Celui-ci est passé de 13 % au début des années 1960 à 28 % en 2022, selon l’Insee. Ces dépenses n’ont quasiment jamais cessé d’augmenter en raison de la hausse des loyers, mais aussi de la hausse des prix de l’électricité, du gaz et de toutes les autres charges liées au logement. “Cette progression correspond en partie à une amélioration du logement, mais aussi à un enrichissement des propriétaires”souligne le rapport.
Une politique migratoire créatrice d’exclusion
Du côté des « revenus », l’une des principales causes de l’augmentation de la pauvreté est la dégradation de l’emploi : « nous avons réduit le chômage grâce à la flexibilité, à la précarité et aux emplois sous-payés », dénoncent les auteurs du rapport. Par ailleurs, le durcissement des politiques migratoires empêche les étrangers installés en France depuis des années de travailler.
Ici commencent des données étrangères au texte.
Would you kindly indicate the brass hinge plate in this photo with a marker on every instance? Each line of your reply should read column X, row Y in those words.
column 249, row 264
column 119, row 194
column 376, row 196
« La République française engorge ainsi les centres d’hébergement et laisse à la rue des milliers de personnes, dont de nombreux enfants. La dissonance est immense entre les valeurs des droits de l’homme et ce qui se joue chaque soir pour tous ceux qui, après avoir composé le 115, se retrouvent confrontés au rejet (quand ils ont une réponse) et doivent passer par la procédure. la nuit dehors », tacle l’Observatoire des inégalités.
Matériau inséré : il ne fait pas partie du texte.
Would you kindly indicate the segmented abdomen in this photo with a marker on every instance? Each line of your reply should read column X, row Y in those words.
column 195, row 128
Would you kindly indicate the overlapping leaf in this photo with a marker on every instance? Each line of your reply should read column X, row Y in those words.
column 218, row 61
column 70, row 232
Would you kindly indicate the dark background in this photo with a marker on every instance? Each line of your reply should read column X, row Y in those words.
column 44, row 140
En effet, l’extrême pauvreté persiste en France avec 330 000 sans-abri, qui vivent dans la rue, dans des hôtels sociaux ou dans des centres d’hébergement. Face à cette situation, les associations d’aide au logement, de distribution de nourriture et de vêtements atteignent aujourd’hui leurs limites. “ Cette sous-traitance de l’action sociale se justifie dans certains cas, lorsqu’elle permet de répondre à des besoins locaux d’urgence grâce à une connaissance plus fine du terrain. Il n’en est plus ainsi lorsque l’État abandonne ce qu’il devrait faire et lorsqu’il faut agir partout à grande échelle. », soutiennent les auteurs du rapport, qui préconisent des mesures durables de la part des pouvoirs publics.
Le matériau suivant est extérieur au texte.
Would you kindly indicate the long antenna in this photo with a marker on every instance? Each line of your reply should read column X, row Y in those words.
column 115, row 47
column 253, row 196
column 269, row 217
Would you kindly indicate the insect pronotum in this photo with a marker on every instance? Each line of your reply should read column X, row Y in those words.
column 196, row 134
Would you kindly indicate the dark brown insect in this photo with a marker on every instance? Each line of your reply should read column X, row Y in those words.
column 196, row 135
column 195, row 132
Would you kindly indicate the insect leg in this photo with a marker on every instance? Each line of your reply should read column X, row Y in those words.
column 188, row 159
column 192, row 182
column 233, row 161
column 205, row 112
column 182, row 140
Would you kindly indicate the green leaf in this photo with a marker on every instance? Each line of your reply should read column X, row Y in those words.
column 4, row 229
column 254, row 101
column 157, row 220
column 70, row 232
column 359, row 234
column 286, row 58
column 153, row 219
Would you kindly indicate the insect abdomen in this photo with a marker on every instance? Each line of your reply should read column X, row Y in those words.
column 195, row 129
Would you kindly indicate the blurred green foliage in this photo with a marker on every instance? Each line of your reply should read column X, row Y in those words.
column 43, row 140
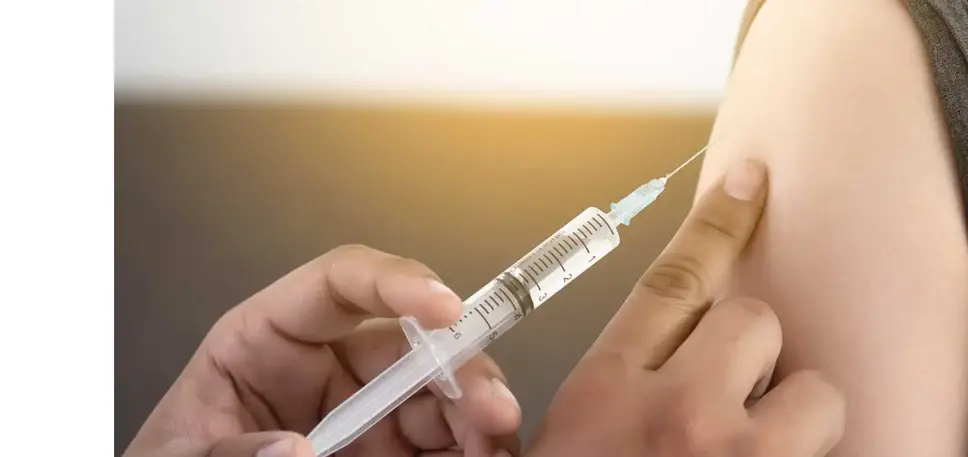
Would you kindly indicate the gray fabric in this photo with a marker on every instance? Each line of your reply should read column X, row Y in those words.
column 944, row 27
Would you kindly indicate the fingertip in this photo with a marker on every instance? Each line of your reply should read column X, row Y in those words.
column 428, row 300
column 490, row 405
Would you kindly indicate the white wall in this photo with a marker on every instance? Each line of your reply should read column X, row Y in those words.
column 573, row 51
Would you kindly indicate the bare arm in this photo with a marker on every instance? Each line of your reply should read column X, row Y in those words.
column 862, row 250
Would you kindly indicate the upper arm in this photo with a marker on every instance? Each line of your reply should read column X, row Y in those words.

Un enjeu de cohésion sociale
L’Observatoire des inégalités propose donc d’assurer au moins un revenu équivalent au seuil de pauvreté, soit 1 000 euros mensuels pour une personne seule. “ Cela reviendrait à dépenser environ 10 milliards d’euros, soit la moitié du manque à gagner pour les finances publiques dû à la suppression de la taxe d’habitation. », argumentent les chercheurs.
Autre option : re-réglementer le marché du travail et pénaliser les entreprises, comme les services publics, qui abusent de l’insécurité de masse. Et bien sûr, il semble essentiel de « relancer une politique du logement social digne de ce nom » alors que notre pays compte encore quatre millions de personnes mal logées, selon la Fondation Abbé Pierre.
Des mesures urgentes à l’heure où deux décennies de pauvreté croissante et de stagnation des faibles revenus pèsent lourdement sur les perspectives et le sentiment d’abandon des catégories populaires par les dirigeants politiques.